26 Eldat ve Medat adında iki kişi ordugahta kalmıştı. Seçilen yetmiş kişi arasındaydılar ama çadıra gitmemişlerdi. Ruh üzerlerine konunca ordugahta peygamberlik ettiler.
And two of the men are left in the camp, the name of the one [is] Eldad, and the name of the second Medad, and the spirit resteth upon them, (and they are among those written, and have not gone out to the tent), and they prophesy in the camp;
27 Bir genç koşup Musa'ya, “Eldat'la Medat ordugahta peygamberlik ediyor” diye haber verdi.
and the young man runneth, and declareth to Moses, and saith, 'Eldad and Medad are prophesying in the camp.'
28 Gençliğinden beri Musa'nın yardımcısı olan Nun oğlu Yeşu, “Ey efendim Musa, onlara engel ol!” dedi.
And Joshua son of Nun, minister of Moses, [one] of his young men, answereth and saith, 'My lord Moses, restrain them.'
29 Ama Musa, “Sen benim adıma mı kıskanıyorsun?” diye yanıtladı, “Keşke RAB'bin bütün halkı peygamber olsa da RAB üzerlerine Ruhu'nu gönderse!”
And Moses saith to him, 'Art thou zealous for me?

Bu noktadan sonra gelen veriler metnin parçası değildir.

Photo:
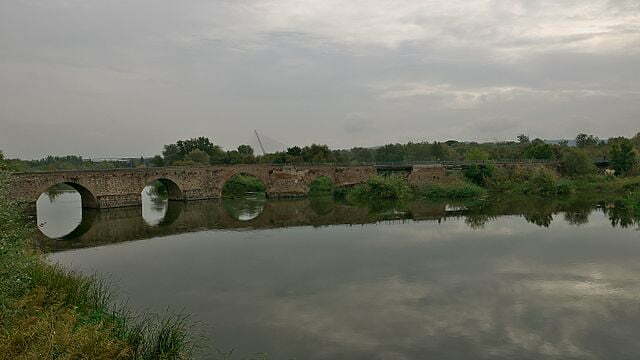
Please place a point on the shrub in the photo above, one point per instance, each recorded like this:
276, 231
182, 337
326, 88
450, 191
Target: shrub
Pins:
479, 174
321, 186
623, 156
381, 188
543, 182
564, 187
576, 162
451, 191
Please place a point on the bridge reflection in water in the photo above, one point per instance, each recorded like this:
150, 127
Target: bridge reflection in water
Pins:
65, 225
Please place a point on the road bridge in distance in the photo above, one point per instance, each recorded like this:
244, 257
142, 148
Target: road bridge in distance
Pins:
100, 189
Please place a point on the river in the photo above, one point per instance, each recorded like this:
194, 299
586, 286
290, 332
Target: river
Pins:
316, 279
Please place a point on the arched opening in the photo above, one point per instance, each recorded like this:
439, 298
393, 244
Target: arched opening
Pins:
160, 202
244, 186
59, 209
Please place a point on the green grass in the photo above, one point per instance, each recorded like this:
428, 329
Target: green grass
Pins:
47, 312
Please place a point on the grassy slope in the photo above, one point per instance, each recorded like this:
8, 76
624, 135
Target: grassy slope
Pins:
49, 313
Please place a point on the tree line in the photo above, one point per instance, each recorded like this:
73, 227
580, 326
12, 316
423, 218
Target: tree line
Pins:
622, 152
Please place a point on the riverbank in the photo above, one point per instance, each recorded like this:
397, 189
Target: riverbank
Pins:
484, 184
48, 312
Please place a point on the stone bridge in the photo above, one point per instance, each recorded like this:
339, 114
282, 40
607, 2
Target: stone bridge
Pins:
101, 189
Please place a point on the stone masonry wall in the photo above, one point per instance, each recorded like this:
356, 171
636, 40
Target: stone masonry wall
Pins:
123, 187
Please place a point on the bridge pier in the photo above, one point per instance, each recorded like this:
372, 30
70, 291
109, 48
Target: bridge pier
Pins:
116, 201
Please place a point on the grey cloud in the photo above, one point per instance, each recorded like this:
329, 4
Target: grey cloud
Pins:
153, 71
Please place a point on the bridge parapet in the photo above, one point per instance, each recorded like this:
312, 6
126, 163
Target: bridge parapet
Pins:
123, 187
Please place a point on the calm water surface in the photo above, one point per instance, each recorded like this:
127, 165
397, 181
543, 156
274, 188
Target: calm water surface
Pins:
312, 279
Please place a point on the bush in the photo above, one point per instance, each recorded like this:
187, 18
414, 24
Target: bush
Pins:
479, 174
543, 182
565, 187
576, 162
321, 186
451, 191
381, 188
623, 156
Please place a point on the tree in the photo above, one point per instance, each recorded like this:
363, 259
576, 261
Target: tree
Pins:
523, 139
316, 153
538, 150
623, 156
245, 150
476, 154
157, 161
479, 174
198, 156
584, 140
180, 150
294, 151
575, 162
3, 163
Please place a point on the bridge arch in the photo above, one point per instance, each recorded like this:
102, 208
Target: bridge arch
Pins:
89, 200
64, 210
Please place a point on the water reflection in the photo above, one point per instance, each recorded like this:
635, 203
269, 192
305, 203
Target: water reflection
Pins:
245, 208
59, 211
63, 217
512, 286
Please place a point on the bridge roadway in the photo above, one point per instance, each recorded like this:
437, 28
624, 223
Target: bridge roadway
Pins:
101, 189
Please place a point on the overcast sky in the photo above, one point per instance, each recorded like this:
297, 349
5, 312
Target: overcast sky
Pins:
124, 77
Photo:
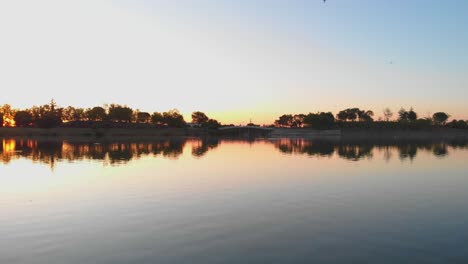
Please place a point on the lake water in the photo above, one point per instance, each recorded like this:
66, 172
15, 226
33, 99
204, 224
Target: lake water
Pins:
212, 201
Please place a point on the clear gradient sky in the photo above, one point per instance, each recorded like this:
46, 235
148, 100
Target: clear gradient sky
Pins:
237, 60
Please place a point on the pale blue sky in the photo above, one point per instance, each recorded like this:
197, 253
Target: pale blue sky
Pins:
237, 60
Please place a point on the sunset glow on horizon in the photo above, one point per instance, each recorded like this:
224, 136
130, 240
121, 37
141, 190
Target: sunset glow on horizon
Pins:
237, 60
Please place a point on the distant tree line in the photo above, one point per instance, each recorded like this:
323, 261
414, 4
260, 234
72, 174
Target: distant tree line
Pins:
357, 118
50, 115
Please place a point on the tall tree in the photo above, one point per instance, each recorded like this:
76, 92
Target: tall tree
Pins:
284, 121
173, 118
47, 116
387, 114
23, 118
157, 118
96, 114
143, 117
120, 113
199, 117
440, 118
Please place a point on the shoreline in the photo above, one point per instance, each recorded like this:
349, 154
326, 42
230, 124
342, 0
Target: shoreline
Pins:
247, 133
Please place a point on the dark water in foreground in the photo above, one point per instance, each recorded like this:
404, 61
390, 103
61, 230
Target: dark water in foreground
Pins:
191, 201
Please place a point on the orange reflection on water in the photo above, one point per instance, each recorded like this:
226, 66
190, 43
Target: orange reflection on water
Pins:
9, 145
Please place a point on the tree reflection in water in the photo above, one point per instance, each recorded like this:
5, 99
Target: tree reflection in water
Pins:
51, 151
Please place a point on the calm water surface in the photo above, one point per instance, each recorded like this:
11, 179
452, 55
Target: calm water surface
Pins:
211, 201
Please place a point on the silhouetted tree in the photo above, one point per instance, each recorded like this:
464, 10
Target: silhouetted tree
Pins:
352, 114
412, 116
7, 115
120, 113
96, 114
157, 118
199, 117
365, 116
143, 117
23, 118
387, 114
284, 121
298, 120
440, 118
320, 120
211, 124
73, 114
407, 116
173, 118
460, 124
47, 116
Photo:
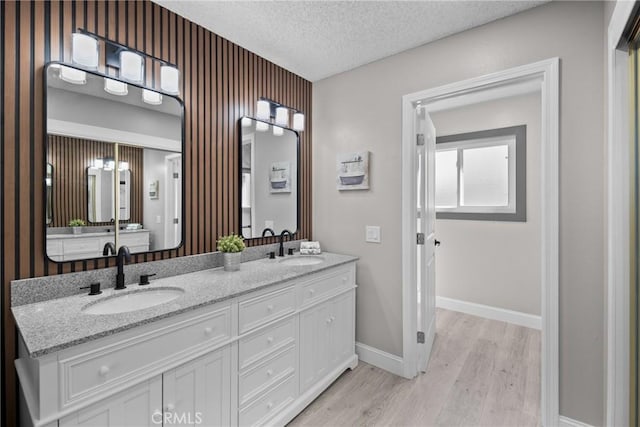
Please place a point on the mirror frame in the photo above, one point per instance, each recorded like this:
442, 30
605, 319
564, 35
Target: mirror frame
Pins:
46, 152
239, 178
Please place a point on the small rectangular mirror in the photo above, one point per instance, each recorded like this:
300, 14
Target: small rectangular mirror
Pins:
116, 163
269, 179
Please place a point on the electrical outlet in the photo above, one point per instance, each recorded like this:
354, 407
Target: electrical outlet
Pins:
372, 233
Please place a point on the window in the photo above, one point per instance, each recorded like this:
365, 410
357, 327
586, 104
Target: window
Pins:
481, 175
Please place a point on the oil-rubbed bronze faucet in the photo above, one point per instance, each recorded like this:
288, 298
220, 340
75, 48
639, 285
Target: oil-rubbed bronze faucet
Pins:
123, 256
281, 250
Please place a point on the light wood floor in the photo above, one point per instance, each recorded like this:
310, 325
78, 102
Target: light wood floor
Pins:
481, 373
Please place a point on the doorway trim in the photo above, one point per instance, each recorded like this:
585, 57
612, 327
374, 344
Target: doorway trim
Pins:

O that all Jehovah's people were prophets! that Jehovah would put His Spirit upon them!'
30 Sonra Musa'yla İsrail'in ileri gelenleri ordugaha döndüler.
And Moses is gathered unto the camp, he and the elders of Israel.
31 RAB denizden bıldırcın getiren bir rüzgar gönderdi. Rüzgar bıldırcınları ordugahın her yönünden bir günlük yol kadar uzaklığa, yerden iki arşın yüksekliğe indirdi.
And a spirit hath journeyed from Jehovah, and cutteth off quails from the sea, and leaveth by the camp, as a day's journey here, and as a day's journey there, round about the camp, and about two cubits, on the face of the land.
32 Halk bütün gün, bütün gece ve ertesi gün durmadan bıldırcın topladı. Kimse on homerden az toplamadı. Bıldırcınları ordugahın çevresine serdiler.
And the people rise all that day, and all the night, and all the day after, and gather the quails — he who hath least hath gathered ten homers — and they spread them out for themselves round about the camp.
33 Et daha halkın dişleri arasındayken, çiğnemeye vakit kalmadan RAB öfkelendi, onları büyük bir yıkımla cezalandırdı.
The flesh is yet between their teeth — it is not yet cut off — and the anger of Jehovah hath burned among the people, and Jehovah smiteth among the people — a very great smiting;
34 Bu nedenle oraya Kivrot-Hattaava adı verildi. Başka yiyeceklere özlem duyanları oraya gömdüler.
and [one] calleth the name of that place Kibroth-Hattaavah, for there they have buried the people who lust.
35 Halk Kivrot-Hattaava'dan Haserot'a göç edip orada kaldı.
From Kibroth-Hattaavah have the people journeyed to Hazeroth, and they are in Hazeroth.